Splitting Codes into Classes

 Published On July 28, 2015

I’m happy to say I’m a heavy VIM user, but it would not be a proud thing for me if it caused troubles to other people I’m working with. Yes, I have to put .*.sw* in the .gitignore file, but I’m talking about something else: I tend to create very long file to edit. For example, in the project I’m currently working on, the ViewControllers.swift file has more than 3000 lines.

While it’s super convenient for me to edit everything in the same file using / and * to search for contents, and using H and L to bprev and bnext between things like AppDelegate.swift, ViewControllers.swift and Const.swift, it would a disaster for someone else to read the code. So if I’m working on a project or a module, I’d work in a way that I’m comfortable with, but when it’s time to collaborate with other developers, I need to break things up in to ViewControllers/MyClass1.swift etc.

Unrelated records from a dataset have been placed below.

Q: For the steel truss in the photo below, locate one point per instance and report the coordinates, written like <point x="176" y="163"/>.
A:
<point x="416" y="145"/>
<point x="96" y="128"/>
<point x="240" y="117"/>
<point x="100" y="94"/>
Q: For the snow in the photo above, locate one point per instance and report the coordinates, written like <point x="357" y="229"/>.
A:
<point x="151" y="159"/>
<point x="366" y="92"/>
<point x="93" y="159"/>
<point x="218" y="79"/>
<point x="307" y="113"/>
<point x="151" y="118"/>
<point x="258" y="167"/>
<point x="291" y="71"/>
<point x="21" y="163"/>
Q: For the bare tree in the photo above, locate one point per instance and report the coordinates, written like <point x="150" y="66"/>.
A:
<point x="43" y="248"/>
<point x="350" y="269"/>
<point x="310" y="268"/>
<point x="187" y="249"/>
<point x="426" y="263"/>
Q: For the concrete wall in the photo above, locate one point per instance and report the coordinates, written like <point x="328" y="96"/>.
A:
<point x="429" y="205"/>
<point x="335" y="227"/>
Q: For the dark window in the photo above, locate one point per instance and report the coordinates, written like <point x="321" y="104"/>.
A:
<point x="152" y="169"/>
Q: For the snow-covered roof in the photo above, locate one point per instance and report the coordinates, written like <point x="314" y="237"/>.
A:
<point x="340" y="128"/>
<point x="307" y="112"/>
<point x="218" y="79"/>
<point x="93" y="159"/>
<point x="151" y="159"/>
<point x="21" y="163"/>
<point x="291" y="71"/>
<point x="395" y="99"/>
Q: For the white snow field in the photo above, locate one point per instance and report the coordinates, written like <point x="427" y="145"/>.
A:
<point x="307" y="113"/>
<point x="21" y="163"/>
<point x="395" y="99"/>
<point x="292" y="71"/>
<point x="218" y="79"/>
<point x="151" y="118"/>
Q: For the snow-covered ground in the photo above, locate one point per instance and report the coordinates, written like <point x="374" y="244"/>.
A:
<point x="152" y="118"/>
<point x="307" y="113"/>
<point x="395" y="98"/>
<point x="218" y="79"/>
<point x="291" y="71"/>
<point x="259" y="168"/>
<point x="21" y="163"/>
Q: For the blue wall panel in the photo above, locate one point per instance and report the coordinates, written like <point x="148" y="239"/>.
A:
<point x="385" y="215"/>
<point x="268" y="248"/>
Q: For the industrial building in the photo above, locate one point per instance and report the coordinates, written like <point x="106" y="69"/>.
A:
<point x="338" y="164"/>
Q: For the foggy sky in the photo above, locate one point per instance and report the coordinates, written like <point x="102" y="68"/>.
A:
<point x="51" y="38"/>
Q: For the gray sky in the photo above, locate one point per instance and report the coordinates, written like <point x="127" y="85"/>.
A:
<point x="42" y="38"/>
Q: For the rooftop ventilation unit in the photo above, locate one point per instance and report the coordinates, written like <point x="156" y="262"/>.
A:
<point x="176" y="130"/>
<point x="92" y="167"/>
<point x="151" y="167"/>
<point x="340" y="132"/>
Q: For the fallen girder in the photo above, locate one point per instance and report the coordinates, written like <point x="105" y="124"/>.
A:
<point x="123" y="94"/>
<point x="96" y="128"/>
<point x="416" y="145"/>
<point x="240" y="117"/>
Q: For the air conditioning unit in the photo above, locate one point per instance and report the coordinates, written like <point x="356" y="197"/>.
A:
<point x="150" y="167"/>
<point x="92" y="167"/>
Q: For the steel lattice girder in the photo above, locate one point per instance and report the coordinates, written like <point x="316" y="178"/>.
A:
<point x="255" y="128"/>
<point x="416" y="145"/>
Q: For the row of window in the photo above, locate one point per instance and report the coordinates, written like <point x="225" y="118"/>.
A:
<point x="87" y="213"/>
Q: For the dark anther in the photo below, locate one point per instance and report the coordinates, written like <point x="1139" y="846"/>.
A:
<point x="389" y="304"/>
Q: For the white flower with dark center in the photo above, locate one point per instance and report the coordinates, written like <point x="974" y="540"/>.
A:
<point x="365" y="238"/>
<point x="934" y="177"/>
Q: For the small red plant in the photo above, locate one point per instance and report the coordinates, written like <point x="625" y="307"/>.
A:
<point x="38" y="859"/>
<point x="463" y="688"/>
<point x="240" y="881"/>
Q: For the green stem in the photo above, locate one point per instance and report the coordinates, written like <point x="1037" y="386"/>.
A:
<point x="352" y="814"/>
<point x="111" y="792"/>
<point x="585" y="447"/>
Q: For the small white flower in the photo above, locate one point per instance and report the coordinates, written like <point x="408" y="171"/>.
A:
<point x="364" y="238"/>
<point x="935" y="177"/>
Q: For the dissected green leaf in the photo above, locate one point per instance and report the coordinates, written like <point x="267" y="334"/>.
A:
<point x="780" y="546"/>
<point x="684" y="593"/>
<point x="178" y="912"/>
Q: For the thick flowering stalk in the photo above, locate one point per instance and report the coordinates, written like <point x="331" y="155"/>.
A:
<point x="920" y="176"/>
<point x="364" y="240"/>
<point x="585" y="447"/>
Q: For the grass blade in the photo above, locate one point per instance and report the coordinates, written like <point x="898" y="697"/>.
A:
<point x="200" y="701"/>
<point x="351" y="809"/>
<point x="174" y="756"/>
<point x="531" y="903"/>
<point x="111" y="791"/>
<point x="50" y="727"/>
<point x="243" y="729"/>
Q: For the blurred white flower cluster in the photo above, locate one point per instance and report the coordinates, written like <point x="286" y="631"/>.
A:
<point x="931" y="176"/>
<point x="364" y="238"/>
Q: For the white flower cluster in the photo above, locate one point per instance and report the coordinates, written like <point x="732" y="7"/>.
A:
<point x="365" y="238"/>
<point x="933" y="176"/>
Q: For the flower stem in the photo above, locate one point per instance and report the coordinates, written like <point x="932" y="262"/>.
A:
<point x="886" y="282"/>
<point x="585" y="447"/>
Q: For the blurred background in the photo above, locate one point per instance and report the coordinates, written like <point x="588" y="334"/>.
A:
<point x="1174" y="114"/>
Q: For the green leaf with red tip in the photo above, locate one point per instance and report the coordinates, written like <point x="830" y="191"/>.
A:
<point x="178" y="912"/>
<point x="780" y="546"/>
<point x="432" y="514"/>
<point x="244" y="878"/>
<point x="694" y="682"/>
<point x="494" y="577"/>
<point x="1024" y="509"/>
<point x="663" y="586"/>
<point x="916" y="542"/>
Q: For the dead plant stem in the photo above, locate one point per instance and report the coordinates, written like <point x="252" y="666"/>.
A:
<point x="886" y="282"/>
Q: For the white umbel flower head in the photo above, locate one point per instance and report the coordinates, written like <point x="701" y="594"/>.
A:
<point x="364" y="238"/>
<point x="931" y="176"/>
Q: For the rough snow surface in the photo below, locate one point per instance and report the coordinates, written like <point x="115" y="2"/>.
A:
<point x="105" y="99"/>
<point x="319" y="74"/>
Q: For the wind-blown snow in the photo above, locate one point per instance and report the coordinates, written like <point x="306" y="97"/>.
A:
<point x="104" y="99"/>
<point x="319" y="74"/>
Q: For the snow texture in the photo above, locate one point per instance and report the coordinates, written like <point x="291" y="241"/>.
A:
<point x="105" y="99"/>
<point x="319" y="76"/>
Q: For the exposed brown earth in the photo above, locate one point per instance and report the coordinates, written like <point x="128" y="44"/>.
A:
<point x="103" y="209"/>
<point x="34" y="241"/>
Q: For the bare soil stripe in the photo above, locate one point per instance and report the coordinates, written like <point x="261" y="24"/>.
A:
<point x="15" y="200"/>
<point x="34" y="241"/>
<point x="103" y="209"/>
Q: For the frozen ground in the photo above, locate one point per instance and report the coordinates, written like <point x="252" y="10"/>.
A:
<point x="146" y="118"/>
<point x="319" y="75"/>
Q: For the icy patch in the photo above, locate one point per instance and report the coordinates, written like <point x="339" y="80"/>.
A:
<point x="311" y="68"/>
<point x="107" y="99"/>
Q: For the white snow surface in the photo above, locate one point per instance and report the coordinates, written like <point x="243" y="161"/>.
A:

To automate this, I created a swift-split script in my Github script repo, which was previous named source-split and perhaps I’ll rename it back after I add support to other formats. Basically it splits source file by classes and put them inside a directory that is named after the original filename, e.g. split MyClasses.swift to MyClasses/MyClass1.swift, MyClasses/MyClass2.swift etc. For now, it’s still under development at the time being, and I’m going to update this post after I make any progress:

USAGE:
	swift-split.php SOURCE_FILE1 SOURCE_FILE2 ...
NOTES:
	By default, OUTPUT_DIRX is the main part of the filename.
	Currently only SWIFT source files are supported.
ABOUT SWIFT SPLITTER:
	Nested classes and structs will not be splitted.
	Currently the 'import' part is not done correctly. Please modify this script to get it work.

As mentioned in the README, you need to modify the script to correctly apply the import list. You can also add them manually after splitting.